Analyse a dataset showing progress towards the United Nations development goals and predict 1 year and 5 years into the future
Project details: https://www.drivendata.org/competitions/1/united-nations-millennium-development-goals
There are five notebooks corresponding to the stages described in https://machinelearningmastery.com/process-for-working-through-machine-learning-problems/
- 1-define-the-problem.ipynb
- 2-prepare-data.ipynb
- 3-spot-check-algorithms.ipynb
- 4-improve-results.ipynb
- 5-present-results.ipynb
There are two files in the dataset
- training data which gives the values of particular metrics (AKA series) for a given country for the years 1972-2007 (many have years missing)
- submission data which gives us the row IDs we need to predict one year (2008) and five years (2012) into the future
currently working on 4-improve-results.ipynb looked at work from https://machinelearningmastery.com/multivariate-time-series-forecasting-lstms-keras/
- started applying to our project but got lost :).

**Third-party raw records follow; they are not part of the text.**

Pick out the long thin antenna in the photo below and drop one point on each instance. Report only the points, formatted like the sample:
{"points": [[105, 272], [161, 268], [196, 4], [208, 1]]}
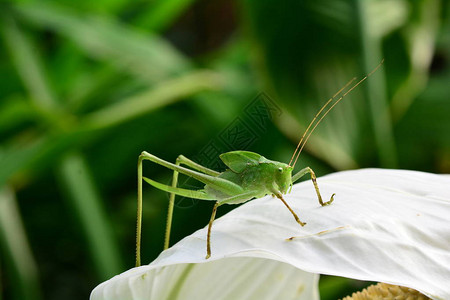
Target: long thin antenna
{"points": [[315, 117], [329, 109]]}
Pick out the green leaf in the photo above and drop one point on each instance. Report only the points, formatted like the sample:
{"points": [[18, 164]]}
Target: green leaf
{"points": [[146, 56], [18, 252]]}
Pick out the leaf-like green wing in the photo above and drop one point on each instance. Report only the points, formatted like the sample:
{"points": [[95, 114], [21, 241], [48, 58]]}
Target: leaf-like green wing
{"points": [[237, 161]]}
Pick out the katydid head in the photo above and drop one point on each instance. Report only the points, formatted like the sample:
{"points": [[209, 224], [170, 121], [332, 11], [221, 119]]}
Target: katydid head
{"points": [[283, 174]]}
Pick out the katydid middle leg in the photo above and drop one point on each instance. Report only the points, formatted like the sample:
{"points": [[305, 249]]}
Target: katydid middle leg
{"points": [[306, 170], [279, 196]]}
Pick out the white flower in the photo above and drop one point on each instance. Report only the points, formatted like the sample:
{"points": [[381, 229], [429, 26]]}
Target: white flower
{"points": [[391, 226]]}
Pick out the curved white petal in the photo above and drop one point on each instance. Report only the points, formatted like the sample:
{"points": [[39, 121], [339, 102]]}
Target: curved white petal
{"points": [[391, 226]]}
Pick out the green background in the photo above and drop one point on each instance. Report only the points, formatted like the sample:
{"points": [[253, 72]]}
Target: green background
{"points": [[87, 85]]}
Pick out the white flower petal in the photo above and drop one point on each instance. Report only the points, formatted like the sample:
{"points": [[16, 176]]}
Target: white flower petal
{"points": [[384, 225], [228, 278]]}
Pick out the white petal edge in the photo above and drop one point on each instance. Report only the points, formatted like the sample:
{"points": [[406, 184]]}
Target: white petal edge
{"points": [[390, 226]]}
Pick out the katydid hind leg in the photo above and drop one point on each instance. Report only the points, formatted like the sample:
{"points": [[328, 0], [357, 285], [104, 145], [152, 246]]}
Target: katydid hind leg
{"points": [[208, 237], [303, 172], [181, 159], [244, 196], [279, 196]]}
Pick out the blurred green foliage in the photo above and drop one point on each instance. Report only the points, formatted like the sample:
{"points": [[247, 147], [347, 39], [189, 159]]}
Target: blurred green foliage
{"points": [[86, 87]]}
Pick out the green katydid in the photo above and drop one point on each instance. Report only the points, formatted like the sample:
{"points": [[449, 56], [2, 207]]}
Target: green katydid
{"points": [[249, 175]]}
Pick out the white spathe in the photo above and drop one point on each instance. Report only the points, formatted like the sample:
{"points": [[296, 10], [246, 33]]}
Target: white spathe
{"points": [[391, 226]]}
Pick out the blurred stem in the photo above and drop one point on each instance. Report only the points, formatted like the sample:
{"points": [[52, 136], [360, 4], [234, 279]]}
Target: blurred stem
{"points": [[163, 94], [18, 253], [163, 13], [84, 199], [27, 63], [376, 87]]}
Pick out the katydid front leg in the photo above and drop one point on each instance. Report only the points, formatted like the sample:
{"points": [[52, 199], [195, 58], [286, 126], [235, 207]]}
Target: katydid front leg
{"points": [[306, 170]]}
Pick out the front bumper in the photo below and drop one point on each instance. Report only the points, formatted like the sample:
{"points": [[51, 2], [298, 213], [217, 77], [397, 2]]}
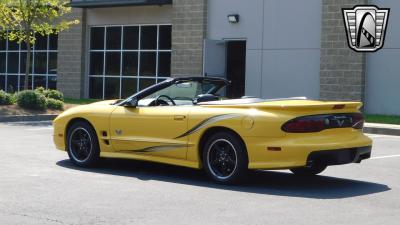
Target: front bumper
{"points": [[339, 156]]}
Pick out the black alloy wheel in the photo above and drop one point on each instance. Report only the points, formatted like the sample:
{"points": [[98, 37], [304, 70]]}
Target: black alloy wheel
{"points": [[82, 144], [225, 158]]}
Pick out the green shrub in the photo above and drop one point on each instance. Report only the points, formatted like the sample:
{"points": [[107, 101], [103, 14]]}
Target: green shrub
{"points": [[6, 98], [54, 94], [31, 100], [54, 104], [40, 90]]}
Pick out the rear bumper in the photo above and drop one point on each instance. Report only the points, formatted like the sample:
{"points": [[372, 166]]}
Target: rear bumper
{"points": [[339, 156], [336, 146]]}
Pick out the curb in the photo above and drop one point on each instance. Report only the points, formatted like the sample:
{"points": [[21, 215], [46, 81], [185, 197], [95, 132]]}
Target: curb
{"points": [[386, 129], [28, 118]]}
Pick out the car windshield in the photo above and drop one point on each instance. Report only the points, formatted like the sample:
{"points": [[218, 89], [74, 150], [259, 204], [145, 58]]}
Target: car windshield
{"points": [[181, 92]]}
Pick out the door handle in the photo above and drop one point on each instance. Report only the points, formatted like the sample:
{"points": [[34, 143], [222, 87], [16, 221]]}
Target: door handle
{"points": [[179, 117]]}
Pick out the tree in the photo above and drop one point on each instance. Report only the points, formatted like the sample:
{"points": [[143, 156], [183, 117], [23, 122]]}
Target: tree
{"points": [[22, 20]]}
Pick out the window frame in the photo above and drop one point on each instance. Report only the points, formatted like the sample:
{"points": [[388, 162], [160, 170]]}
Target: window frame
{"points": [[157, 77], [20, 75]]}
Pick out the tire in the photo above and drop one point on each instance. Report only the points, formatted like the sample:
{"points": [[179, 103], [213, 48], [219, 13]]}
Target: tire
{"points": [[82, 144], [309, 171], [225, 158]]}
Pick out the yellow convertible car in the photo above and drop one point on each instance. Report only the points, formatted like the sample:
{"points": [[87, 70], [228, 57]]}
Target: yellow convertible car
{"points": [[185, 122]]}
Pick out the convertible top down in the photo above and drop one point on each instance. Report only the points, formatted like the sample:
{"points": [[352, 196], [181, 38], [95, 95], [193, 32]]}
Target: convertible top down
{"points": [[187, 122]]}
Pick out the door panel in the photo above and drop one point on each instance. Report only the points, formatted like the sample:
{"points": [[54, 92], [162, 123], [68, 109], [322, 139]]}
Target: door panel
{"points": [[150, 130]]}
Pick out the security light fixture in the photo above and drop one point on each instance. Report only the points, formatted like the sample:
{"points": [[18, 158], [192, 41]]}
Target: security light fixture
{"points": [[233, 18]]}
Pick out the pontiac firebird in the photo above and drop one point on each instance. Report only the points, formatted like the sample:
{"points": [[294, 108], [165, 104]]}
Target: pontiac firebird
{"points": [[186, 122]]}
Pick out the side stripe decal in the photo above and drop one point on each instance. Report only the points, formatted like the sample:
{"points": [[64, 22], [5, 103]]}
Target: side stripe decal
{"points": [[155, 149], [207, 122]]}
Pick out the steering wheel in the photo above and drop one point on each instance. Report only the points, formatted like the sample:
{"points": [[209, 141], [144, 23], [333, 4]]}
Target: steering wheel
{"points": [[164, 96]]}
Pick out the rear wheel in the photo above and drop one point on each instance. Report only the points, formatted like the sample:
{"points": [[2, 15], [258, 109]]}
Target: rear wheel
{"points": [[225, 158], [309, 170], [82, 144]]}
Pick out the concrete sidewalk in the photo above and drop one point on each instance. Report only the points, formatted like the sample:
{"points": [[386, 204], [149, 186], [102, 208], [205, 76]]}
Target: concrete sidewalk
{"points": [[379, 128]]}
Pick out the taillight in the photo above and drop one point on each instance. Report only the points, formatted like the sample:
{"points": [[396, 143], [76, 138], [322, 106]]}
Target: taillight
{"points": [[317, 123]]}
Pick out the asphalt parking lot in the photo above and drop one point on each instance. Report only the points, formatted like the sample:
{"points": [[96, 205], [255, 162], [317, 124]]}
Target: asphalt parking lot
{"points": [[38, 185]]}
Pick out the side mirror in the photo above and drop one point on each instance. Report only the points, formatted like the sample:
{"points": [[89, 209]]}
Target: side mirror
{"points": [[205, 98], [132, 103]]}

- run tutorial together from https://machinelearningmastery.com/multivariate-time-series-forecasting-lstms-keras/
- carry on applying after better understanding how it all works
- go through https://machinelearningmastery.com/convert-time-series-supervised-learning-problem-python/ to understand how the data are prepared
-
We can problem frame this as a regression problem. Given N years of data for a metric, predict next year
-
The series name and series code are perfectly correlated, we can drop the series name with no loss of data
-
The series codes show a hierarchy and we can use sub codes to filter series by common goal
-
The first column in the training and submission sets is a row ID that we can use to join the two datasets
-
If we consider only the joined dataset then we have a much higher proportion of year data for series than the dataset as a whole. We also only need to predict values for 737 series/country combinations out of the 195402 present in the training set.
-
by applying linear regression to our series, we can already get some reasonable results for some indicators.